I went to the Botanic Garden recently and in my possession was a flowerless, wrinkly leaved orchid plant I had received as a housewarming gift in July of 2013.  My quest, or so I thought, was to talk with experts at the garden to see if my plant was still viable.  Little did I know that this visit would turn into a life lesson on patience and perseverance that reached far beyond taking care of an orchid.

This orchid was the first in my possession that stayed alive for so long, as I had very little knowledge of how to care for it beyond the instructions included in the pot, which were kind of odd, given that an orchid naturally grows in hot, humid environment and doesn’t need to ‘cool off.”  It just needs water, as all living things do, to exist.  “Place three pieces of ice on it once a week” it said; there was no mention of fertilizer or repotting or tropical plants freezing from ice.  Following these directions, it had flowered constantly for two years. Success!  However, for the last six months had been barren of flowers, and in the last number of months some of its bright green leaves began to shrivel and wither.

Luckily the Orchid Show was in full bloom at the Garden (insert groan for pun here), and there were many people from which I could receive reassurance that all was well with my plant.  Just add a bit more water, remove it from its decorative pot, let it drain, and it will thrive.  ‘Lose the “Ice” idea,’ they said.  My instincts were right; give it space and keep it warm.

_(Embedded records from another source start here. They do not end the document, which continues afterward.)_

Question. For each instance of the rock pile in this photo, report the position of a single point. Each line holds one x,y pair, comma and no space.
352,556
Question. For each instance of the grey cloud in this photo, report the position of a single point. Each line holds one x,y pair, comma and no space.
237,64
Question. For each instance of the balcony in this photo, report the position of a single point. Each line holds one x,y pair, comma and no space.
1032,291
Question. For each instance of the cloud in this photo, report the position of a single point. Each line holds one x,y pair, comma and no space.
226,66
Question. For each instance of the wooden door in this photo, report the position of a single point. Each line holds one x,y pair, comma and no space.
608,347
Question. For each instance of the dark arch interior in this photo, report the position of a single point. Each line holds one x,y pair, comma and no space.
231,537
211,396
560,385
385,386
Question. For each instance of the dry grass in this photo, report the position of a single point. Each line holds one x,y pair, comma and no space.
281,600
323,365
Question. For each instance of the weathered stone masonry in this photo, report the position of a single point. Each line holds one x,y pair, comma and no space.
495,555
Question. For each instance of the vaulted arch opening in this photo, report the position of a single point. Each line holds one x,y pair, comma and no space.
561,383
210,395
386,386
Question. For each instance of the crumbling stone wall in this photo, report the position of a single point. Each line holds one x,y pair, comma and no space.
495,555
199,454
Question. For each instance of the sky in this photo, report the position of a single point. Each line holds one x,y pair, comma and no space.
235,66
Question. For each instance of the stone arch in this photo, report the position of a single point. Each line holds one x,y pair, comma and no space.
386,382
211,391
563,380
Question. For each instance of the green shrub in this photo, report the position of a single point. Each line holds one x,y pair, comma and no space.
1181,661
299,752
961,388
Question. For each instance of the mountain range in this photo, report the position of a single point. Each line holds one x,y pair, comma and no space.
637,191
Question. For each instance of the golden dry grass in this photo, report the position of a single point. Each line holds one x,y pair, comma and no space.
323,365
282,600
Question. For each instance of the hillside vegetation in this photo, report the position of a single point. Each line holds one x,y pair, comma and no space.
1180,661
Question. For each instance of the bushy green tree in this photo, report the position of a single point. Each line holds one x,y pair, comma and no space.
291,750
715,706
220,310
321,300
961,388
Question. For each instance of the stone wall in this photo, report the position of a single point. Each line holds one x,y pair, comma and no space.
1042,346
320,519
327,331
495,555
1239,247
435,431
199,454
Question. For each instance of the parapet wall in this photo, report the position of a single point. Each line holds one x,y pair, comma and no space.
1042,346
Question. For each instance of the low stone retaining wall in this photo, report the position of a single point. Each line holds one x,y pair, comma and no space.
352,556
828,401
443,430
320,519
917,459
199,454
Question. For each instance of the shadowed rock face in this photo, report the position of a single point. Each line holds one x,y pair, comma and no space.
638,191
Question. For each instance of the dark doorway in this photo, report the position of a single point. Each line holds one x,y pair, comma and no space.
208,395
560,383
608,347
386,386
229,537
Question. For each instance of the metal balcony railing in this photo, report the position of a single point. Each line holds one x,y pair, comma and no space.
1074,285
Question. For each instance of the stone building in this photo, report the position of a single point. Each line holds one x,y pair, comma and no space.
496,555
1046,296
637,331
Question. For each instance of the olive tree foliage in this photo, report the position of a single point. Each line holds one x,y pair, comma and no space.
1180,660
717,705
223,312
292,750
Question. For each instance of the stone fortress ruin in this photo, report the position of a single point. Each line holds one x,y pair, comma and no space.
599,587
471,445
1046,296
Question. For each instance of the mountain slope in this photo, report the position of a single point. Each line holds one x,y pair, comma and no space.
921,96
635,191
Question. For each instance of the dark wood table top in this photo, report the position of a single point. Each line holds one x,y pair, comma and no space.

As the conversation with the experts continued, they placed a plant before me that had interesting cane like stems with variegated design and flowers that were pale pink and beginning to fade.  It is the plant in the picture at the beginning of this story.  I commented on how lovely it was and how its’ cane (found out the flowers are on canes not stems) reminded me of a beautiful snake.  In the animal spirit world, snakes are a sign of great transformation and positive change. This notion totally changed my feeling about snakes from creepy crawly things that I didn’t want to encounter, to creatures that shed their skin, recreate themselves and grow anew through the seasons.  An admirable thought for us humans to consider as our bodies age and change.  The Orchid Society professional and flora rescuer shared that she found this orchid in a dumpster, as someone had deemed it not ‘show worthy’ or good enough for display.  She brought it to their booth, knowing they would find the right person to nurture it and encourage it to thrive.  I commented that I admired her tenacity to keep it alive.  She then gifted it to me.  Wow.

What did this woman see in me that made her know that this plant had found its next home and caregiver?  I don’t know the exact answer, but I do know they supplied me with information about the two different orchids now in my possession, the one I brought with me being in the Phalaenopsis family and one saved from the dumpster of the Dendrobium variety.  I hope I can do the Orchid Society proud.  And I thought that was the end of this story.  Then I realized she something more.

This story goes way beyond taking care of flowering flora.  Orchids teach us perseverance and patience, as I learned that we need to nurture it when it’s not displaying its best outward appearance; we have to wait a considerable amount of time for its inner beauty to reveal itself.  So it is with people; I particularly think about this as we go through the teenage years with our children.  Gosh, they can be so annoying, as we to them, but eventually we appreciate each other as time and wisdom blossoms within each of us.

The snake-like design of the cane reminded me that we all have the ability to transform to something new with each new season.  We can shed what is no longer needed and create anew on a regular basis.

And that the Orchid Society person saw something beautiful in this plant that someone else had dismissed as worthless; she saw its inner beauty and potential.  So it is with people; we need to look beyond the surface to envision what is yet to come.